Packed full of veggies and smothered in a flavorful gravy, delicious served over brown rice, perfect for a vegan diet.

Provided by Amy P.

Categories     World Cuisine Recipes     Asian

Time 25m

Yield 4

Number Of Ingredients 17

1 tablespoon cornstarch
⅓ cup water
1 (14 ounce) can vegetable broth
1 clove garlic, minced
½ teaspoon onion salt
½ teaspoon ground black pepper
½ teaspoon dried thyme
½ teaspoon dried basil
½ teaspoon dried parsley
2 tablespoons vegetable oil
½ cup thinly sliced carrot
1 cup chopped red pepper
1 cup broccoli florets
½ cup snow peas, trimmed and cut diagonally into 1-inch pieces
1 (12 ounce) package extra firm tofu, diced
8 ounces fresh mushrooms, sliced
1 (8 ounce) can baby corn, drained

Steps:

  • Whisk together the cornstarch with water until smooth, and combine with vegetable broth, garlic, onion salt, black pepper, thyme, basil, and parsley in a saucepan over medium-low heat.
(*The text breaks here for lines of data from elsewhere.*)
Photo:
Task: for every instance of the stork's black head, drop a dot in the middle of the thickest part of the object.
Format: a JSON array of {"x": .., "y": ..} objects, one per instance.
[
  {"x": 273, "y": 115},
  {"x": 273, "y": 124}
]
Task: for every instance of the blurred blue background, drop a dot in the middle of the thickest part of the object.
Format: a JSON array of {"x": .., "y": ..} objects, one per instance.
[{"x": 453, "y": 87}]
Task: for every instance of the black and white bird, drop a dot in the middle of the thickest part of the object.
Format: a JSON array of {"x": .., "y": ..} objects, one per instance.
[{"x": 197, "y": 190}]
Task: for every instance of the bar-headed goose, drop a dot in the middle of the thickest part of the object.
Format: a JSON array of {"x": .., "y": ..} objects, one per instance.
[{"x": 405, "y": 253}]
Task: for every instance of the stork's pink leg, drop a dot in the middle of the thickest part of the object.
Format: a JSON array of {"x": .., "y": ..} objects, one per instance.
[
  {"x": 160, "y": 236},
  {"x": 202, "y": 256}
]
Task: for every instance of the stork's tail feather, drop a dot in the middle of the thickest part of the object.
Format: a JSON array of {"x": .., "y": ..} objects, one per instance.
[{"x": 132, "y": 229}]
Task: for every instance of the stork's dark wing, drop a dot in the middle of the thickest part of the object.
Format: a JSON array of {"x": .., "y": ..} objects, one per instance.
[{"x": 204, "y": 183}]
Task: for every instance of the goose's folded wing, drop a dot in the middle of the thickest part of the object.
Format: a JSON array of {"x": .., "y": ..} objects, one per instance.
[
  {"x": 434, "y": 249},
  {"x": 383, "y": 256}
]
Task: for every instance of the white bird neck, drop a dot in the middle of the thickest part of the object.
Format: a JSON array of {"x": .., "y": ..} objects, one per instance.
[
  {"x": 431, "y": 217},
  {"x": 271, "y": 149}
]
Bring the gravy mixture to a simmer, and cook and stir until gravy is hot and thickened, about 5 minutes.
  • Heat vegetable oil in a large skillet or wok, and stir-fry the carrot, red pepper, broccoli, and snow peas over medium-high heat for 2 to 3 minutes, until just tender. Stir in the tofu, mushrooms, and baby corn, and stir and cook about 1 more minute, until mixture is heated through.
  • Pour the gravy over the vegetables and tofu, stir to combine, and serve hot.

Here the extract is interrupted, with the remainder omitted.